Revealingly, the charity also add, "Research suggests that resolving debt problems for people with mental health problems could increase fourfold their chances of recovery from depression within eighteen months".

This is an important point, because it reveals how, somewhat ironically, the charges levelled by GPs can actually get in the way of people's recovery.

Symptoms

The review is therefore entirely to be welcomed, although it's still an open question as to what Money and Mental Health will recommend to replace the charges.

As the Royal College of GPs informed us, "GP practices, which are run as independent businesses, are forced to charge for all services which are not covered by their contracts with the NHS".

Because of this, the review will have to find a new way of covering the administrative costs of issuing the certificates, without overburdening GP surgeries or the NHS.

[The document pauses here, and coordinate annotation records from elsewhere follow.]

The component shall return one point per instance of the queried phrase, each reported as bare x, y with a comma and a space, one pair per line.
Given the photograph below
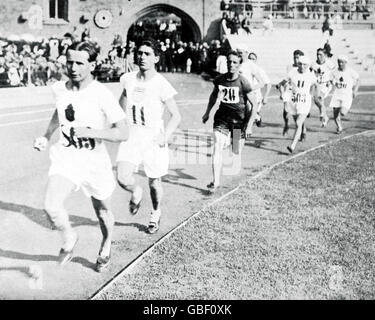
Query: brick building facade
104, 18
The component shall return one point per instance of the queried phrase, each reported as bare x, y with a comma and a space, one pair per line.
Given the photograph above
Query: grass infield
304, 231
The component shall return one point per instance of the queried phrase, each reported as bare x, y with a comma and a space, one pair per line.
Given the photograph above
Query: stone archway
188, 22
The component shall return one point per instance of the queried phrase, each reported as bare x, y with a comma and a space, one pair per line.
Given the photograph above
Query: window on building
58, 9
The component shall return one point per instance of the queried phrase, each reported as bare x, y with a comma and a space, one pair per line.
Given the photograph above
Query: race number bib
71, 140
229, 94
299, 98
138, 115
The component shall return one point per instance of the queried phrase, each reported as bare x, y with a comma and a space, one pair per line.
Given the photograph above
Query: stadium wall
200, 14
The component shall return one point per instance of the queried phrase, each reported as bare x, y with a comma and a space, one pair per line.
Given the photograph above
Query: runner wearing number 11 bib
232, 118
145, 95
301, 82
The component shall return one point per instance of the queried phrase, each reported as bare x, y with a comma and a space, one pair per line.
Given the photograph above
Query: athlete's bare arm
175, 119
117, 133
260, 81
266, 91
53, 125
41, 143
281, 86
248, 112
211, 103
355, 88
123, 100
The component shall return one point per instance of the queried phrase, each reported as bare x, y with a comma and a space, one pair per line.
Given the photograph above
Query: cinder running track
26, 239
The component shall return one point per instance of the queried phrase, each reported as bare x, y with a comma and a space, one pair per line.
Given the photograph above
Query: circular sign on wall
103, 18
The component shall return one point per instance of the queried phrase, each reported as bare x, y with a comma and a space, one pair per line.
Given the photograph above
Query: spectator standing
246, 23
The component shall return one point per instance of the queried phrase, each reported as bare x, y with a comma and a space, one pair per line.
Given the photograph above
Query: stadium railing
262, 8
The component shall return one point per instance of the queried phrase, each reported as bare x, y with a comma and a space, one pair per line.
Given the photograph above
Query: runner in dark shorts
232, 117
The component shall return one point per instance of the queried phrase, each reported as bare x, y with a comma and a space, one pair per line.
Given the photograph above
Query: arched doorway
148, 20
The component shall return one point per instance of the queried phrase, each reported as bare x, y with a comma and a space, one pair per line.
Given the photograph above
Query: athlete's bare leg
106, 222
319, 101
299, 119
217, 158
156, 193
286, 119
58, 190
337, 118
126, 180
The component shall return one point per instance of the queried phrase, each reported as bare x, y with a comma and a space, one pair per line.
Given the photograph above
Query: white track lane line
21, 113
148, 251
10, 124
181, 103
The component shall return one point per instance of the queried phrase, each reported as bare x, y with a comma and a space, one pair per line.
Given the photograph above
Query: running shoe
134, 207
258, 121
66, 256
211, 188
102, 263
153, 227
285, 130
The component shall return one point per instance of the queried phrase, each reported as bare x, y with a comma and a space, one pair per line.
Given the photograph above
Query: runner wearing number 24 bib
145, 95
232, 118
86, 114
302, 82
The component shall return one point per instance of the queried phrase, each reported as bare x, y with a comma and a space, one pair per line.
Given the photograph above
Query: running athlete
345, 83
323, 69
301, 82
86, 114
254, 75
232, 117
285, 90
261, 97
145, 94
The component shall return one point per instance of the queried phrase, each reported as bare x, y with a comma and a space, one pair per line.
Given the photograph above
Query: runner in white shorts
231, 119
261, 97
285, 90
323, 68
253, 74
86, 114
345, 83
145, 94
302, 81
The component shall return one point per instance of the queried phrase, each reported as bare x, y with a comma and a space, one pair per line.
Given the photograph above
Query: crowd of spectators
236, 11
40, 63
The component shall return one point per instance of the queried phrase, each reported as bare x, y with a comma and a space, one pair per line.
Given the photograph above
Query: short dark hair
235, 53
298, 52
87, 46
154, 45
253, 54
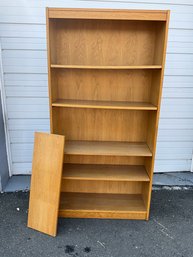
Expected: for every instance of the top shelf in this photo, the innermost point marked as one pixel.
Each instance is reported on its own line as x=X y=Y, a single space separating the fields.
x=111 y=67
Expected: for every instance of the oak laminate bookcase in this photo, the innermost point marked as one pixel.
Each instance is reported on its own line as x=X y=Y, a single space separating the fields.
x=105 y=80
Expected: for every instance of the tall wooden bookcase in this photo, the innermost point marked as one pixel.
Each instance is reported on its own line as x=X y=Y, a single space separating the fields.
x=105 y=80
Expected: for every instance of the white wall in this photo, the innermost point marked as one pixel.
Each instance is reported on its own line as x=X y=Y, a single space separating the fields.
x=23 y=39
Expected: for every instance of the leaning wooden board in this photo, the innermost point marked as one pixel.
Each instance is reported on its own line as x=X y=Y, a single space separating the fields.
x=45 y=182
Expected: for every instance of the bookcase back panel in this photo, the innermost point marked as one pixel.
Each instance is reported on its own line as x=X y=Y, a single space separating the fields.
x=101 y=125
x=109 y=85
x=91 y=159
x=102 y=42
x=101 y=187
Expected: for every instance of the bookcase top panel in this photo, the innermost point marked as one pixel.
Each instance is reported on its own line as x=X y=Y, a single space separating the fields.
x=107 y=14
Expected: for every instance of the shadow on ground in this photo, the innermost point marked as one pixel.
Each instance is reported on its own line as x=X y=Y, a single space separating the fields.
x=169 y=232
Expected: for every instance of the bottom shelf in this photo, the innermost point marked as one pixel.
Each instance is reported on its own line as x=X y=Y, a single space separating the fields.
x=82 y=205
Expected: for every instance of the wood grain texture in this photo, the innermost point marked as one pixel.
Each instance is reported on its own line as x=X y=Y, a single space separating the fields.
x=104 y=105
x=102 y=85
x=81 y=205
x=89 y=43
x=106 y=73
x=136 y=67
x=112 y=14
x=46 y=182
x=106 y=187
x=106 y=148
x=102 y=159
x=101 y=124
x=104 y=172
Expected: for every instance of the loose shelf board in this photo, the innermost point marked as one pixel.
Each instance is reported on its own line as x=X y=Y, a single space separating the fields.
x=46 y=182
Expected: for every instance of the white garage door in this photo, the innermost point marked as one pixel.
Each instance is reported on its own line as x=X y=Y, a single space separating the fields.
x=23 y=40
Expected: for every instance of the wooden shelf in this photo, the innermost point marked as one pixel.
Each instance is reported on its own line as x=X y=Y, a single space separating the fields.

And even if Money and Mental Health find a model that stops the NHS' growing budget deficit from growing further while saving indebted people from unjustified expense, there will still remain the question of what to do about the UK's increasing levels of private debt.

This would involve tackling higher living costs, stagnating wages, and growing inequality, yet so far the Government have offered only tokenistic pronouncements on the "shared society" and promises from now-resigned PMs on transforming sink estates.

Without a concerted plan on what could be done to improve the fortunes of the "just about managing" families and the 32.5% of the UK population to have experienced poverty at some point between 2011-2014, problems with household debt will continue.

Worse still, they'll continue feeding into mental health issues, creating problems for people with vulnerabilities to anxiety, depression, and other conditions.

And such problems will continue to be generated, with costs to individuals, communities and the UK as a whole, no matter what the Government does to improve their symptoms.